Do not be afraid.  This is not a one sided relationship.  It is a "Win-Win" relationship!

How to pray.  I think it was St. Augustine who once said, "Pray for anything that is not sinful."  Yes, pray for what you want, but always keep in mind the Lord has plans for you as well.  There is no such thing as a "Crossless" Christianity. 

The Lord did not come into the world to bring peace but the sword (cf. Mt 10:24).  Far too often we associate "peace" with good health, or wealth, or having friends and no enemies.  But as I mentioned above, the Saints never experienced perfect peace, nor did they experience a perfect life.  What they did experience is Jesus Christ. 

The name Christian reminds us of who we should be like. It also reminds us of who we should not be like. 

Remain faithful.  Stay calm.  Persevere.

P.S.  My dear friends, THANK YOU SO MUCH for keeping me in your prayers while I was on retreat.  I would also like to thank all my dear friends and students for having agreed to write (sometimes with very short notice) a meditation during my absence.  THANK YOU SO MUCH! 


  1. Fr. Alfonse,
    Everyone's contribution to your blog was appreciated during your retreat. This was a great idea.
    Your meditation for this morning, was on point. :)
    Rosa E.

  2. Welcome Back, Father Alfonse! I agree: Great idea to invite guest bloggers. I enjoyed reading the different perspectives. :)

    When I read the title of this meditation, the British saying "Keep Calm and Carry On" came to mind. We should keep calm when difficult situations arise and "carry on" by remaining faithful in God no matter how things turn out (good or bad). Sometimes our perseverance may not always lead to the result we want; however, we should accept it as God's will.

    Can you imagine if a "Crossless" Christianity truly existed? Wow. If nobody had to suffer or persevere in tough times, our world would be a boring place. I think each obstacle we face on earth is a testament to the power of Our Lord. He loves and cares for each one of us. Prayer is such a wonderful spiritual tool for our overall health and well-being.

    Have a great week!


  3. Father,
    Welcome back from retreat... thank you for your consistency and praise God for the grace to keep you hooked into his word daily. The fact that you have maintained since those beginning days is a gift given your demanding schedule!
    There is unprecedented fuel and fire here daily that you load up with and pour out to everyone.
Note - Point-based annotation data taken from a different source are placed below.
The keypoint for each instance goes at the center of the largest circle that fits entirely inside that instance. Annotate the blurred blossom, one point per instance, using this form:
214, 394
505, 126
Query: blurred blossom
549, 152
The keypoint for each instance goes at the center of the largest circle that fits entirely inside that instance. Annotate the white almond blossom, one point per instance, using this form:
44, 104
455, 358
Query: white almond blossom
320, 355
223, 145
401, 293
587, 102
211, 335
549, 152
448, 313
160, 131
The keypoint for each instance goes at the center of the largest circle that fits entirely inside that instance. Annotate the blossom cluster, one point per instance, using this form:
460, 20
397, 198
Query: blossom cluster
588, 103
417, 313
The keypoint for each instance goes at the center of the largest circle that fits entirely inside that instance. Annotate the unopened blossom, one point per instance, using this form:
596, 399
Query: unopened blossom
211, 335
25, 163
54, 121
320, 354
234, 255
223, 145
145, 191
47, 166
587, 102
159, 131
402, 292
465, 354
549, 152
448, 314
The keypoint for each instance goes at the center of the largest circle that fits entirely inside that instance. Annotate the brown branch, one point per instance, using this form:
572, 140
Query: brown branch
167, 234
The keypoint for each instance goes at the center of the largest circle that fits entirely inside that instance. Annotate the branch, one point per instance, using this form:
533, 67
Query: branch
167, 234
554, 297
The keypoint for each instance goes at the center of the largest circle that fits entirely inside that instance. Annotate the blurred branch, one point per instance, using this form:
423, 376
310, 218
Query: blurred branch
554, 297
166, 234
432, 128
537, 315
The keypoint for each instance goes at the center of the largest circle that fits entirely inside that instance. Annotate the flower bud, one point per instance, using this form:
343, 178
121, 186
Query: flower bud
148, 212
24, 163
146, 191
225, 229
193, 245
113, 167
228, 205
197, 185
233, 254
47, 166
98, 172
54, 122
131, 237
May you continue to cooperate with the Holy Sprit, God keep you plugged in, Mary wrap your mantle around Father. Those who read Fathers meditations...KEEP UP THOSE PRAYERS FOR OUR PRIESTS!!!! If you are reading this... pray one hail Mary for them.

  4. I think it was St. Augustine who once said, "Pray for anything that is not sinful." Yes, pray for what you want, but always keep in mind the Lord has plans for you as well.

    I know that I am no angel and never claimed to be. I pray for God’s will but deliberately and selfishly do my own. Father, you have helped me see this in this last week’s meditations. I fear I’m losing something great and so I cling to it. I know I have to let it go so that God may let me keep only what He wants me to keep. I don’t know why I do what I do not want to do, and don’t do what I wished that I had. Please pray for me. I know I can make it by praying. This is a mixed up world, and I am more of this world instead of His World.